Since the tests began in 1995, Australian students have performed above average, but we are in the second XI when it comes to results. While we like to win in sport, in education we are consistently beaten by students from Singapore, Japan, Hong Kong, South Korea and Taiwan. In the 2003 TIMSS test, out of 49 countries, Australia was ranked 14th in Year8 mathematics and 10th in science. At Year4 level, our students were placed 16th in mathematics and 11th in science. Of concern, when compared with Australia's results in the 1999 tests, is that countries we once outperformed now achieve better results. Indeed, notwithstanding the millions spent on curriculum development and the changes forced on hapless teachers, such was Australia's relatively poor performance that Geoff Masters, the chief executive of the Australian Council for Educational Research and a strong supporter of outcomes-based education, has admitted that all is not well.

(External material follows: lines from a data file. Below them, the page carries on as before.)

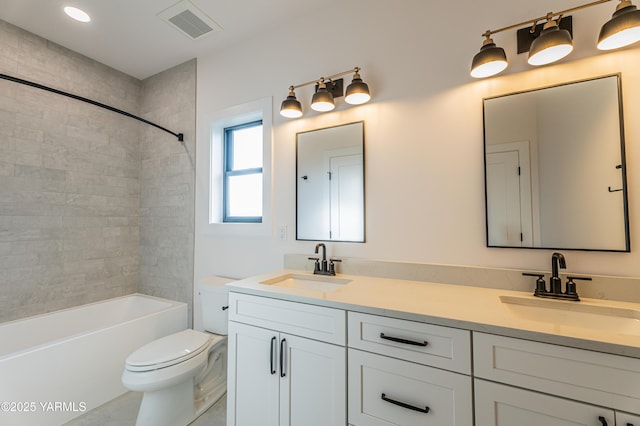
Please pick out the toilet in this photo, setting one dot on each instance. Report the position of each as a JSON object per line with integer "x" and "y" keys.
{"x": 184, "y": 373}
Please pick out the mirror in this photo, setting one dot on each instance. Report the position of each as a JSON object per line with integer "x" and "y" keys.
{"x": 330, "y": 184}
{"x": 555, "y": 172}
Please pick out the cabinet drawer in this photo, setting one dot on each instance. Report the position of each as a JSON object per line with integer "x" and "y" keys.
{"x": 625, "y": 419}
{"x": 379, "y": 386}
{"x": 315, "y": 322}
{"x": 498, "y": 404}
{"x": 594, "y": 377}
{"x": 441, "y": 347}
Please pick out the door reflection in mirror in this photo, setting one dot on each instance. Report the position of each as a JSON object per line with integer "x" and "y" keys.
{"x": 330, "y": 184}
{"x": 552, "y": 158}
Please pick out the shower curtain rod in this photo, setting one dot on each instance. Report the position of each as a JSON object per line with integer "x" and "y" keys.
{"x": 180, "y": 136}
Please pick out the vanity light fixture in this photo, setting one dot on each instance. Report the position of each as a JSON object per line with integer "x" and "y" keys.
{"x": 327, "y": 89}
{"x": 622, "y": 29}
{"x": 555, "y": 42}
{"x": 551, "y": 45}
{"x": 77, "y": 14}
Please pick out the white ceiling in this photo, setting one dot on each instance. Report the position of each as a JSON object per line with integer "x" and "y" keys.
{"x": 128, "y": 36}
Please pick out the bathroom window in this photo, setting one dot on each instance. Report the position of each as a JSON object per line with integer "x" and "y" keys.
{"x": 243, "y": 158}
{"x": 238, "y": 159}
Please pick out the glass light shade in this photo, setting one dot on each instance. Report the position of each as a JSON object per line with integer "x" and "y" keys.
{"x": 291, "y": 107}
{"x": 77, "y": 14}
{"x": 357, "y": 92}
{"x": 490, "y": 60}
{"x": 622, "y": 29}
{"x": 552, "y": 45}
{"x": 322, "y": 100}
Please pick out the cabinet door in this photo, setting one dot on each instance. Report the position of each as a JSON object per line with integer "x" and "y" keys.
{"x": 313, "y": 389}
{"x": 385, "y": 391}
{"x": 502, "y": 405}
{"x": 624, "y": 419}
{"x": 253, "y": 379}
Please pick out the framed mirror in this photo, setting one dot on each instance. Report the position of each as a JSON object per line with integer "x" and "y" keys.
{"x": 555, "y": 170}
{"x": 330, "y": 184}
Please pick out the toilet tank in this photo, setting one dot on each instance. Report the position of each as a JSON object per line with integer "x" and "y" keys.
{"x": 214, "y": 300}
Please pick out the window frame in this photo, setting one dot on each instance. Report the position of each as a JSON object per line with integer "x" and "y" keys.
{"x": 228, "y": 171}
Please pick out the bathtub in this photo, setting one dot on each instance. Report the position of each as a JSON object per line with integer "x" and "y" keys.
{"x": 57, "y": 366}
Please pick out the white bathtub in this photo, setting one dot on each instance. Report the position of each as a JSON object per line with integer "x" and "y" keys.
{"x": 56, "y": 366}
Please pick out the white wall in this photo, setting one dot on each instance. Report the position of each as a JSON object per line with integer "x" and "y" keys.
{"x": 423, "y": 128}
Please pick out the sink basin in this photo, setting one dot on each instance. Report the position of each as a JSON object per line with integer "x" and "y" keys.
{"x": 308, "y": 282}
{"x": 561, "y": 313}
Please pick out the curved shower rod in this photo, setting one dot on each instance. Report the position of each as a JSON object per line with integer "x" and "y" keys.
{"x": 180, "y": 136}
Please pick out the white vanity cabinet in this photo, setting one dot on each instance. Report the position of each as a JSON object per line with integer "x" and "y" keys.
{"x": 407, "y": 373}
{"x": 540, "y": 383}
{"x": 625, "y": 419}
{"x": 277, "y": 377}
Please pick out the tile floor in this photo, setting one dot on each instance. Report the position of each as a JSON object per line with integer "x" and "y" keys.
{"x": 123, "y": 410}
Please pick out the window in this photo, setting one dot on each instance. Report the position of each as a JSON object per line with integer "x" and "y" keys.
{"x": 243, "y": 158}
{"x": 211, "y": 168}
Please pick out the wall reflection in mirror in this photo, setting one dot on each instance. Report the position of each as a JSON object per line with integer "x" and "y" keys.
{"x": 330, "y": 184}
{"x": 555, "y": 171}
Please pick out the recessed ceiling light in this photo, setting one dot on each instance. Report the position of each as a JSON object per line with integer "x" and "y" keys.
{"x": 77, "y": 14}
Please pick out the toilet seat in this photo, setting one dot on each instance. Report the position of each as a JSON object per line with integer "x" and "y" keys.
{"x": 168, "y": 351}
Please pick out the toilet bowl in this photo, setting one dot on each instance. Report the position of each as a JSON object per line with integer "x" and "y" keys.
{"x": 184, "y": 373}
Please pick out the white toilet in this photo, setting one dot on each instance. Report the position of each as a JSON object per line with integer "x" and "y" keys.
{"x": 184, "y": 373}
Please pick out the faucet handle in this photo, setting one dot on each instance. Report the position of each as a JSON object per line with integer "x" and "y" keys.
{"x": 571, "y": 285}
{"x": 541, "y": 286}
{"x": 332, "y": 266}
{"x": 316, "y": 267}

"During the 1990s, considerable effort went into the reform of curriculums for the primary and middle years of schooling in Australia, resulting in new state curriculum and standards frameworks," he says. "In the same period, education systems introduced system-wide testing programs to monitor student and school achievement. It is not clear that these efforts have improved levels of mathematics and science performance in Australian primary schools."

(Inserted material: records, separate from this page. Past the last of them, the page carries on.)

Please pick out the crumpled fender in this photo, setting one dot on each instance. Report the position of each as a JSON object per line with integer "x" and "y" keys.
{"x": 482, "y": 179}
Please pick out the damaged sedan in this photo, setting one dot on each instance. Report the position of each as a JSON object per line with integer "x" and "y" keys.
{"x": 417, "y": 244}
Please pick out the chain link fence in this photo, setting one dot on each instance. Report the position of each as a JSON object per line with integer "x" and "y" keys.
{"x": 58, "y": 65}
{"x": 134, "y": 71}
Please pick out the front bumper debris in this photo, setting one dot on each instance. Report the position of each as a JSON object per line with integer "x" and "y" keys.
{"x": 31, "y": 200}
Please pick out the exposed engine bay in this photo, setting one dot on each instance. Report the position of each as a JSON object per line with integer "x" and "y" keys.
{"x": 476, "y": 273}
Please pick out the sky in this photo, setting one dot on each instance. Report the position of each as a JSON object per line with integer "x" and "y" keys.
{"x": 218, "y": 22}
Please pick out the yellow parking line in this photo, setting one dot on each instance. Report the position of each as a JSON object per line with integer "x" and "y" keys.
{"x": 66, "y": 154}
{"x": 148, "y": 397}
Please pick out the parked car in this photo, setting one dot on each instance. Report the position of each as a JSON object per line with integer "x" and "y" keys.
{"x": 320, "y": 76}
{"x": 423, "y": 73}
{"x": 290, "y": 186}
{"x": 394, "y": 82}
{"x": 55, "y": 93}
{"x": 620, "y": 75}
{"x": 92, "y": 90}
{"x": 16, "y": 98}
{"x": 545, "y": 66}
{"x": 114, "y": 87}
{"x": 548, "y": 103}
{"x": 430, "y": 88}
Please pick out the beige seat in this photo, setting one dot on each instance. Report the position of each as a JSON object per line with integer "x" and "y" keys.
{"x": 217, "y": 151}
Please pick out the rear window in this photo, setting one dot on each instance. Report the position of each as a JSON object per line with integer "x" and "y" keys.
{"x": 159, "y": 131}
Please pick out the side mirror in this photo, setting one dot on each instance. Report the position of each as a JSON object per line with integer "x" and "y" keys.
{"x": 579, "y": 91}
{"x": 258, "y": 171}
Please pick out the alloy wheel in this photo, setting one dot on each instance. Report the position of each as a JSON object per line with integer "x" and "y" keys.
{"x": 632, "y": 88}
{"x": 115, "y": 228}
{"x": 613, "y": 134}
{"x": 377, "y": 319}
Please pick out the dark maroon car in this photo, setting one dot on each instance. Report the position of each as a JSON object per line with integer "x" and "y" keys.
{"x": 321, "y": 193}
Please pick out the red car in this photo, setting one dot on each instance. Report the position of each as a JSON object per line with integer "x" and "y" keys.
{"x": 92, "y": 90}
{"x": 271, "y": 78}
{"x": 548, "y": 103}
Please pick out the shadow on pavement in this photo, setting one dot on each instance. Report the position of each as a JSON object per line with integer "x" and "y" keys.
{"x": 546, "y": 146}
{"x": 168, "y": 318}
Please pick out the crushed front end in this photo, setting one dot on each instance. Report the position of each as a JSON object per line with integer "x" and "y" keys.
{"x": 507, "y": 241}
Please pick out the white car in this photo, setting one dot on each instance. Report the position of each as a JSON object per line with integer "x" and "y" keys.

Some other APEC-member education systems are able to get more students to perform at the highest level when compared with Australia. In the 2003 test, only 9 per cent of Year8 students reached the advanced level, compared with 25 per cent from Taiwan and 15per cent from Japan. In mathematics, only 7per cent of our Year8 students achieved the advanced level, compared with 44 per cent of students from Singapore.

It also needs to be noted that while Australian students are in the second XI -- as a result of OBE's focus on nurturing self-esteem rather than telling children when they have failed -- our students regard themselves as highly confident and successful. By comparison, students from Japan, Singapore and Hong Kong, even though they perform at the top of the table, do not feel as confident. Why are Australian students underperforming? One reason is that, since the early 1990s, Australian states and territories, to varying degrees, have adopted an OBE model of curriculum. With this model, the focus is on teachers facilitating rather than teaching information. Students are described as "knowledge navigators"' and essential content gives way to new-age generic competency and skills.

As noted last year with Tasmania's so-called Essential Learnings and the debacle represented by forcing OBE into years 11 and 12 in Western Australia, it is also the case that the types of syllabus documents given to Australian teachers are second-rate. Not only are OBE curriculum documents full of jargon and edubabble, but what students are expected to learn is couched in hundreds of vague, confusing and vacuous learning statements that drown teachers in useless detail.

Stronger-performing education systems within APEC never experimented with OBE. More formal approaches to teaching are emphasised and, as a result, students have a clear idea of what is expected of them. There is less disruption and students, given regular testing and feedback, know where they stand in the class. The curriculum is academically based, competition is valued and students are rewarded for success. Teachers are also given clear, concise, year-level syllabuses that detail what needs to be taught. The last point is critical. Unlike in Australia, where teachers are supposed to be curriculum experts and each school has to reinvent the wheel in terms of mapping out what is to be taught, overseas education systems make more time available for teachers to mentor one another and to strengthen classroom practice.

The federal Labor Party and the Coalition Government have both announced that Australia is to have a national curriculum. One approach is to rely on those responsible for Australia's adoption of the OBE model to do the work, in particular the Australian Council for Educational Research and the Curriculum Corporation. As an alternative, given those APEC systems that consistently achieve results that place them at the top of the table in the TIMSS mathematics and science tests, why not look internationally and evaluate any new model of curriculum against overseas best practice?